Several area Indian smoke shops are selling cigarettes without a new kind of fire-safety paper required by legislation enacted last year, a Tulsa World investigation shows.
The World bought several packs of discount-brand cigarettes at smoke shops in Tulsa, Broken Arrow, Sapulpa and Beggs. A new state law requires cigarettes to be wrapped in fire-safe paper, beginning Jan. 1, 2009, said Paula Ross, spokeswoman for the Oklahoma Tax Commission.
To delay the law’s effect, several area smoke shops appear to be selling old inventory bought before the law took effect about 10 months ago. The law allows retailers to sell old inventory until Jan. 1, 2010.
“Our plan for after January 1, 2010, is to contact the fire marshal’s office if nonfire-safe cigarettes are found during a routine compliance check,” Ross said.
Fire-safe paper is designed to extinguish a lit cigarette that is not being smoked, fire officials said.
Meanwhile, acting Tulsa Fire Marshal Mike Bailey said that cigarettes were the No. 1 heat source for fatality fires in Tulsa during the past seven years.
Between 2001 and 2008, 59 people lost their lives to fires caused by cigarettes or smoking material, Bailey said.
“Fire-safe paper is a step in the right direction, but there are no totally safe cigarettes,” Bailey said.
The World purchased cigarettes without the fire-safe paper at five area smoke shops. They include: Riverside Indian Smoke Shop and Mingo Tobacco Outlet in Tulsa; BA Tobacco
Outlet in Broken Arrow; White Feather Smoke Shop in Sapulpa; and Duck Creek Smoke Shop near Beggs.
The cigarettes being sold without fire-safe paper are Seneca and King Mountain brand cigarettes. The smoke shops are affiliated with the Muskogee (Creek) Nation.
Creek Nation spokesman Thompson Gouge said that some tribal-affiliated stores are selling cigarette inventory purchased before the new law took effect. He said that smoke shops would begin pulling the cigarettes from their shelves Jan. 1, 2010.
Karen Goodson, manager of Riverside Indian Smoke Shop, said the World must have purchased cigarettes from previous shipments. She said her store has begun selling Seneca and King Mountain with fire-safe paper.
“You must have bought some of the only ones that I have in stock,” Goodson said. “We will be compliant as of Jan. 1, 2010. We are not here to break the law.”
When asked if she was selling old inventory, Goodson said: “You would have to ask the wholesaler about that. I have no idea.”
State Fire Marshal Robert Doke said his office has contacted the state attorney general’s office, trying to determine if the fire marshal has jurisdiction on Indian land.
“Typically we don’t have jurisdiction on Indian land,” Doke said.
Most of the Creek-affiliated stores within the Tulsa area refuse to sell the cigarettes, saying they are “illegal” when asked why they don’t sell them.

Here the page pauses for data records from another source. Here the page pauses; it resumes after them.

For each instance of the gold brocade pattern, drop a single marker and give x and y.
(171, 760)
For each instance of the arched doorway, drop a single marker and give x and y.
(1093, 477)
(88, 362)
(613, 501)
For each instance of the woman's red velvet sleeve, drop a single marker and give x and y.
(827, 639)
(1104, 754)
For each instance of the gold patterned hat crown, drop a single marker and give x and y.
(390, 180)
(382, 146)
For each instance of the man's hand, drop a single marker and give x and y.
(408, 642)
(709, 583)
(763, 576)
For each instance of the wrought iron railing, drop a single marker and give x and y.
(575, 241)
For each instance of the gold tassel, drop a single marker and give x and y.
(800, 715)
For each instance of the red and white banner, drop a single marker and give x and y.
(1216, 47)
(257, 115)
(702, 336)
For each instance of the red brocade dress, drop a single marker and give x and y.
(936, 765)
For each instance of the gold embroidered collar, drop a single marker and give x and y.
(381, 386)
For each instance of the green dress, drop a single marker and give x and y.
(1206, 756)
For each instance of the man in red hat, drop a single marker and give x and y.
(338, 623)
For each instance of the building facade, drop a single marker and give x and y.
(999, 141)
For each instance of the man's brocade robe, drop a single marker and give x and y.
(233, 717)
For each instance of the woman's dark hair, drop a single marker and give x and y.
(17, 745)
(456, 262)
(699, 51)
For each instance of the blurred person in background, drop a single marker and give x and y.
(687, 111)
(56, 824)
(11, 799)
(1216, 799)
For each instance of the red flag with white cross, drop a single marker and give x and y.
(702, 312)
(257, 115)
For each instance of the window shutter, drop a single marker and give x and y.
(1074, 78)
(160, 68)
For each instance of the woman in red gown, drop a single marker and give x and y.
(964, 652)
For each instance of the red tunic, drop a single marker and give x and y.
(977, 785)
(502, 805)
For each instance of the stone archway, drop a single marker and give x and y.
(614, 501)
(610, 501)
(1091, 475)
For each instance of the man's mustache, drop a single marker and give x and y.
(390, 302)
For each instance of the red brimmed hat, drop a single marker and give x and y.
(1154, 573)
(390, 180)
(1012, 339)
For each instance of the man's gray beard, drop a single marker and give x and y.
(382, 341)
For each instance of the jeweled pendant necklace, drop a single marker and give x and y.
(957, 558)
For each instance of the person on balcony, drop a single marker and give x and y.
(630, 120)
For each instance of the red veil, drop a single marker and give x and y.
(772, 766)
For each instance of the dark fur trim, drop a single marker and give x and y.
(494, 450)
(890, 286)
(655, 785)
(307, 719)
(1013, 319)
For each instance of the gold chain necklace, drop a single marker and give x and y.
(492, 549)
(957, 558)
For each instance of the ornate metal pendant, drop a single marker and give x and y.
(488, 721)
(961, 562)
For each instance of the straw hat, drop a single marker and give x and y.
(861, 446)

Seneca and King Mountain cigarettes also are part of a tax controversy between the state and the Creek Nation. The cigarettes are considered contraband by the Oklahoma Tobacco Master Settlement Agreement Complementary Act.
The act requires that tobacco manufacturers and their brand families be listed on the Directory of Compliant Tobacco Manufacturers maintained by the attorney general’s office. The cigarettes are not on the approved state list.

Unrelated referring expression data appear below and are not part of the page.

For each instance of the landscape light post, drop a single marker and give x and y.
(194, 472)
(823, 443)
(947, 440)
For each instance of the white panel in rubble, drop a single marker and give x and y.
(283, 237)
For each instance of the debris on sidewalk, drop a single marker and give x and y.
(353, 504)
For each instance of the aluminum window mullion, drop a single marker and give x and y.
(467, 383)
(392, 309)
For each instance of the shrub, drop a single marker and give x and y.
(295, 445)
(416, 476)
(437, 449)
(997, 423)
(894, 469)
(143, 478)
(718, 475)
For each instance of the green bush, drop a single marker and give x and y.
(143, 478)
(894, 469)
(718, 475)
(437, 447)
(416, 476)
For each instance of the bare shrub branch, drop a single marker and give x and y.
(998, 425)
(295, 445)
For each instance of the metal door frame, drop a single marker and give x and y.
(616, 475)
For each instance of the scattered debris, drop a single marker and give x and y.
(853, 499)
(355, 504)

In a lawsuit against 14 Creek-affiliated stores, the state alleges the owners or managers are selling the cigarettes in violation of the Federal Contraband Cigarette Trafficking Act, the State Complementary Act and State Cigarette Tax Act, according to a lawsuit filed in February.
In addition to not having the fire-safe paper, the cigarettes are being sold without an Oklahoma tax stamp, which means no taxes are going to the state for programs to decrease the smoking rate or to help fund health initiatives.
All of the stores visited by the World, except White Feather, are named in the lawsuit, records show.
The Creek Nation has justified selling the cigarettes by claiming that the product involves a business transaction between sovereign tribes not subject to Oklahoma taxation.
Seneca brand cigarettes are manufactured by Grand River Enterprises Six Nations Ltd., a Canadian limited liability corporation. King Mountain is manufactured by King Mountain Tobacco Company Inc., an Indian-owned tobacco manufacturer located within the boundaries of the Yakima Nation in Washington state.
What are fire-safe cigarettes?
David Sutton, spokesman for Phillip Morris USa, said fire-safe cigarettes use a new method of paper wrapping to help extinguish a cigarette more quickly. The method is known as Reduced Cigarette Ignition Propensity. RCIP involves using banded paper, or thin layers of bands, which are attached to a cigarette rod. The paper bands act as “speed bumps” allowing the lit end of the cigarette to burn slowly.
“They extinguish more quickly than cigarettes that don’t have banded paper,” Sutton said.